Wie hört Musik am pc ?

300 bis 400 € für Hardware ausgeben und dann musik als mp3 oder als streaming anhören ist perlen vor die Säue werfen


----------



## Herbboy (30. April 2016)

Die Frage ist, was er für Boxen nutzt. Je besser die sind, desto eher lohnt sich eine Soundkarte. Wichtig ist auch: wie überträgt er den Sound zu den Boxen? Wenn es digital passiert, spielt die Soundkarte wiederum keine Rolle.


----------



## Alisis1990 (1. Mai 2016)

Also über klinke machen bei relativ vernünftigen soundsystemen Soundkarten schon sinn. So 15€ Soundkarten mal außen vor. 

Ich persönlich nutze Soundkarten aber nur an Systemen die Viel für Musik genutzt werden zwecks Aufnahme UND abspielqualität. 

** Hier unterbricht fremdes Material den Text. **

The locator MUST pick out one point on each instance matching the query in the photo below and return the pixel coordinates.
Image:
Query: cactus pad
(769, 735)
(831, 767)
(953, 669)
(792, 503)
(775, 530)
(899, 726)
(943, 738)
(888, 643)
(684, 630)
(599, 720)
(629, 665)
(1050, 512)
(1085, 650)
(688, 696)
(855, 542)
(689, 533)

Ansonsten würde noch interessieren welche Software zur Wiedergabe genutzt wird. Ich finde z.B., dass ITunes einfach viel harmonischer klingt als der Windows Mediaplayer. Erst recht wenn man den Equalizer des Tools mit einbeziehen will. Das kann iTunes ziemlich gut. Falls ihr da nicht nutzt ist es mal einen Blick wert und das kostenlos. 

Aber gute Lautsprecher freuen sich immer über ne gute Soundkarte und soundfiles die mehr als ne MP3 können  .

.flac Dateien mit dem vlc Player wiedergegeben machen auch onboard schon viel Spaß 

Gesendet von meinem SM-N9005 mit Tapatalk


----------



## Radikalnoob (1. Mai 2016)

Hallo und danke schon mal für die zügigen Antworten.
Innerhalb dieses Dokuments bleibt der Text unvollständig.